ACO’s Oliver Collins said: “Climate change has meant that water management has moved from an ‘issue’ to an ‘asset’ in garden design. While it could lead to a new outlook in terms of garden design, it also opens up a number of opportunities, particularly as the public continues to reassess its relationship with outdoor spaces following the pandemic.

“Protecting the environment is not only being led by governmental changes — customer demand is also hugely influential. Every house in the UK can have a role to play to support the climate and understanding sustainable best practice is therefore going to grow in importance this year. By adopting SuDS solutions and retaining water on-site, we can ensure runoff rainwater does not fill public sewers.”

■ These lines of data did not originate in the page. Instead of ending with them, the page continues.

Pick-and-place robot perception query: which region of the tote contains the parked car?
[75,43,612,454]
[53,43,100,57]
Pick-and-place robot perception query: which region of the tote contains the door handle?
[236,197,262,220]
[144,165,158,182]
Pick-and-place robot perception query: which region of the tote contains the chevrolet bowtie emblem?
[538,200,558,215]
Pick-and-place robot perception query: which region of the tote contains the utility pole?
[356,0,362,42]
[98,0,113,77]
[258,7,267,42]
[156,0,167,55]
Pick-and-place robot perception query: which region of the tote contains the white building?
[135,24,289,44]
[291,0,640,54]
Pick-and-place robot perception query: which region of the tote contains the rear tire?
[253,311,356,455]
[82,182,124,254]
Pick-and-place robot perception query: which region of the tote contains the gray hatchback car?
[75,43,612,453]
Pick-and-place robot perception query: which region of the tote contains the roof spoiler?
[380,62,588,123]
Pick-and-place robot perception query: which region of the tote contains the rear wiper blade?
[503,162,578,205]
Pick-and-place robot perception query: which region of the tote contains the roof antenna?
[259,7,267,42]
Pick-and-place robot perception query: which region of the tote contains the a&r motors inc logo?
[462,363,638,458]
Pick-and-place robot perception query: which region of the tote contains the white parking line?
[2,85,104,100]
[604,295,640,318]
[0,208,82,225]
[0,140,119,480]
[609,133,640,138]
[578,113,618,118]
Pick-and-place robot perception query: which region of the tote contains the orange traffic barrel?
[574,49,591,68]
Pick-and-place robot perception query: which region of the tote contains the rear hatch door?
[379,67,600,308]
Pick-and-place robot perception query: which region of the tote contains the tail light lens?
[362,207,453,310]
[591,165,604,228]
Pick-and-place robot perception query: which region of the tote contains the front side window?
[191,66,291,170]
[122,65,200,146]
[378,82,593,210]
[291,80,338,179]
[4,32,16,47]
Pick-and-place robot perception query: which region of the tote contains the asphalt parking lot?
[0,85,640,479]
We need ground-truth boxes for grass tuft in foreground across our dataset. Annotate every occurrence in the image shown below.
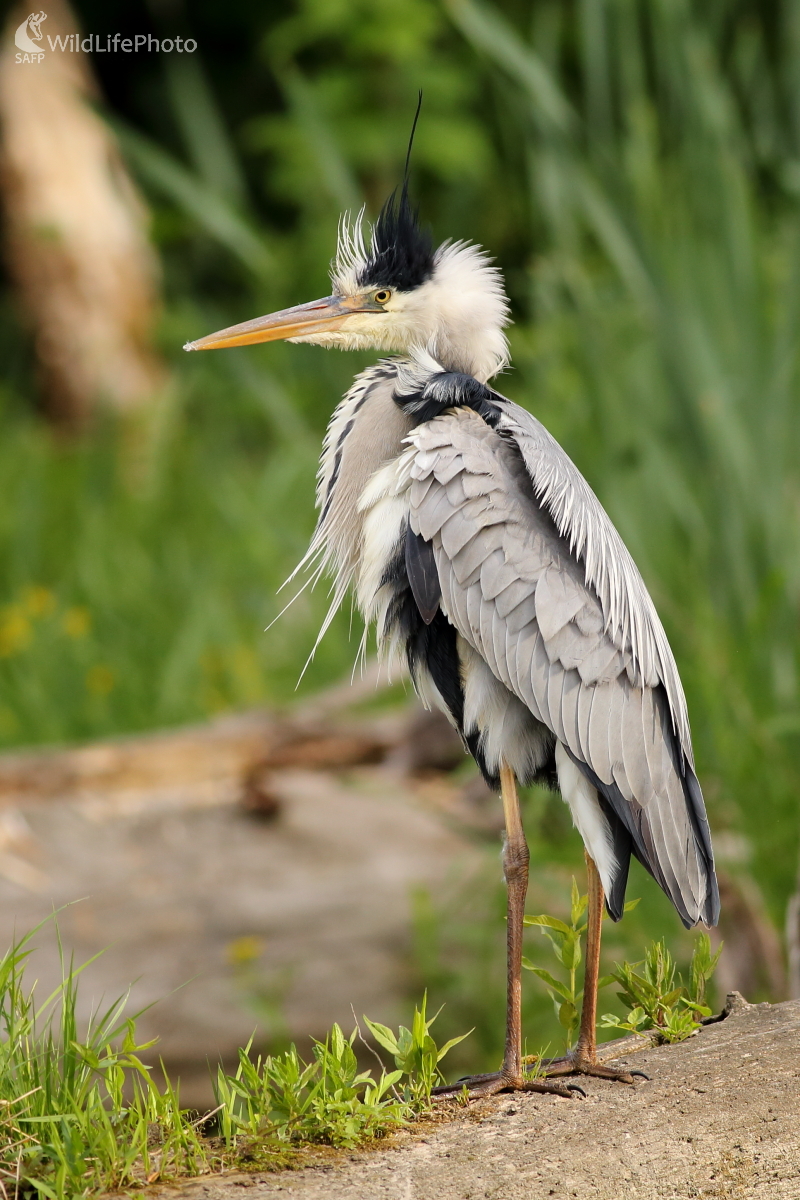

ACO Building Drainage, meanwhile, used this year’s Futurebuild to showcase a blue roof attenuation system designed to “help increase building resilience and futureproof performance during increasing extreme weather conditions”. The system operates as an open attenuation tank that functions independently of the roof’s waterproofing and drainage system and allows for the controlled drainage of rainwater on all roof types.

An increased focus on sustainability, both in terms of its product offering and its own business operations, is said to be at the heart of ACO’s ongoing strategy.

In exceedance conditions the roof can drain quickly as the system allows water to discharge by an internal overflow, as well as around the perimeter of the tank. As a result, the system meets planning conditions and Building Regulations without compromising roof waterproofing or overloading the roof structure. Additionally the system is compliant with Flat Roofing and Drainage building standards and the SuDS Manual hydraulic design guidance.

Suitable for both new build and retrofit schemes, it can be constructed on any new or existing flat roof where roof waterproofing has been applied. It is also suitable when used as part of a combined passive irrigation or active rainwater harvesting system.

Kevin Bohea, Divisional Managing Director at ACO Building Drainage, said: “One of the challenges facing most blue roof systems is the extent to which they can mitigate the building risk involved in holding water on a roof for extended periods.

“Conventional blue roofs come with increased risk of a water penetration which could cause long-term damage to the building structure. Our patented system removes this risk thanks to the separate attenuation tank, which essentially prevents the water encountering the waterproofing of the building during design events.”